We ran the unit with every other circuit breaker on the aircraft pulled; the behaviour was unchanged. See video:
We disconnected the OAT, Carb and Oil-T probes one at a time and powered on the unit. Temps were still displaying "off the scale" low. Visual inspection of all wiring in the harness that we could see revealed nothing abnormal.
We checked voltage differences between instrument case and panel ground, airframe ground, and engine ground when powered on. All were 0V.
Some further *really* odd behaviour; if the unit has been turned off for a while, then at power-on the temps read normal. After some time, they start to drop in synchrony. The longer that the unit has been turned off, roughly the longer it takes before the temps start to drop after power-on.
It almost feels like some kind of capacitance is building up a voltage offset that affects the temp unit, slowly dissipating when you turn the unit off. I have no idea if that's even possible or how it would occur, though.

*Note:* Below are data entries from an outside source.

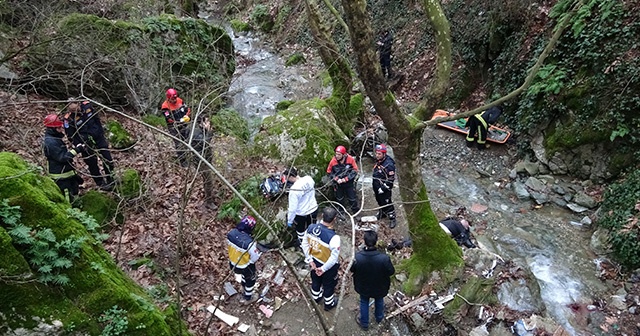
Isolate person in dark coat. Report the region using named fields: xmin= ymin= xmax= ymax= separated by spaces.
xmin=227 ymin=216 xmax=262 ymax=304
xmin=372 ymin=144 xmax=396 ymax=229
xmin=440 ymin=218 xmax=476 ymax=248
xmin=64 ymin=101 xmax=114 ymax=191
xmin=42 ymin=114 xmax=84 ymax=202
xmin=464 ymin=106 xmax=502 ymax=150
xmin=350 ymin=231 xmax=396 ymax=330
xmin=377 ymin=29 xmax=393 ymax=79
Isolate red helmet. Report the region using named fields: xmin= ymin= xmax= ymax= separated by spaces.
xmin=236 ymin=215 xmax=256 ymax=233
xmin=167 ymin=88 xmax=178 ymax=99
xmin=376 ymin=144 xmax=387 ymax=154
xmin=44 ymin=114 xmax=63 ymax=128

JPI don't know what's going on, but are working on it. The first unit arrived back to them today and I'll be interested to see the bench test results. The avionics installer who sold me the unit is very experienced and has never seen anything like it. Does anyone have any idea what could be causing this? It seems unique.
JPI said that the temperature control circuit must have malfunctioned and shipped a new unit, which we installed. It worked completely normally for about 4 flying hours. Then, it started behaving like the old one did.

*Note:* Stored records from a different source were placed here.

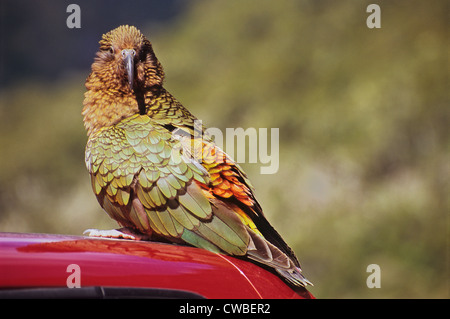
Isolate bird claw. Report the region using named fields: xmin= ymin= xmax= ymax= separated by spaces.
xmin=83 ymin=227 xmax=150 ymax=240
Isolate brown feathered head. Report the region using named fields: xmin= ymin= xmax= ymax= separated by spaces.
xmin=88 ymin=25 xmax=164 ymax=93
xmin=82 ymin=25 xmax=164 ymax=134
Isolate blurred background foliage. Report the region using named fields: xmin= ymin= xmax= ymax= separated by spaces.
xmin=0 ymin=0 xmax=450 ymax=298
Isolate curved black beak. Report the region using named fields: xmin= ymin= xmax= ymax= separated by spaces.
xmin=122 ymin=49 xmax=136 ymax=91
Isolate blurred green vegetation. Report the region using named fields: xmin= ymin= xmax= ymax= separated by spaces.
xmin=0 ymin=0 xmax=450 ymax=298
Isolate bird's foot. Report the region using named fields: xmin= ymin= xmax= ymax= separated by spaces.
xmin=83 ymin=227 xmax=150 ymax=240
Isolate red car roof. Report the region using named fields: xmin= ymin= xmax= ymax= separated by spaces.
xmin=0 ymin=233 xmax=314 ymax=299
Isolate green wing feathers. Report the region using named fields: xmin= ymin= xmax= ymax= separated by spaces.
xmin=86 ymin=115 xmax=250 ymax=255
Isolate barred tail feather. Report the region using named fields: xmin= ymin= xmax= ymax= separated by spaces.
xmin=247 ymin=229 xmax=313 ymax=287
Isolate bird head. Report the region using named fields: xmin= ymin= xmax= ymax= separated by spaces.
xmin=91 ymin=25 xmax=164 ymax=94
xmin=82 ymin=25 xmax=164 ymax=135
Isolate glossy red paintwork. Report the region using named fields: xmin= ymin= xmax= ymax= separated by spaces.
xmin=0 ymin=233 xmax=314 ymax=299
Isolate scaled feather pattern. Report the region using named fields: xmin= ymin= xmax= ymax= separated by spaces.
xmin=82 ymin=25 xmax=310 ymax=287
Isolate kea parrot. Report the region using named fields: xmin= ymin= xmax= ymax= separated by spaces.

In flight, it is as if the unit is applying an ~360 degree negative offset to all temps. CHT and EGT read about 360 lower than normal, but with the same relative offsets between cylinders. OAT/Oil-T/Carb-T all go so low that the unit Xes them out, and EGT/CHT X out on the ground when the engine is off. Occasionally in flight the temps will all revert quickly to normal for a minute or less, and then drop again. See video 1, of this behaviour:
Once home, my A&P and I replaced the ground connection to a different part of the engine case. We confirmed good continuity of ground all the way from the pin on the connector at the unit, to the terminal on the engine, and then through to the engine itself (e.g. cylinder barrel). There was less than 0.5 ohm resistance across any of these points.
We then unplugged the EGT/CHT connector from the unit; the same behaviour continued on the other temps when powered back on.
We ran the unit with every other circuit breaker on the aircraft pulled; the behaviour was unchanged. See video:
We disconnected the OAT, Carb and Oil-T probes one at a time and powered on the unit. Temps were still displaying "off the scale" low. Visual inspection of all wiring in the harness that we could see revealed nothing abnormal.
We checked voltage differences between instrument case and panel ground, airframe ground, and engine ground when powered on. All were 0V.
Some further *really* odd behaviour; if the unit has been turned off for a while, then at power-on the temps read normal. After some time, they start to drop in synchrony. The longer that the unit has been turned off, roughly the longer it takes before the temps start to drop after power-on.
It almost feels like some kind of capacitance is building up a voltage offset that affects the temp unit, slowly dissipating when you turn the unit off. I have no idea if that's even possible or how it would occur, though.
JPI don't know what's going on, but are working on it. The first unit arrived back to them today and I'll be interested to see the bench test results. The avionics installer who sold me the unit is very experienced and has never seen anything like it. Does anyone have any idea what could be causing this? It seems unique.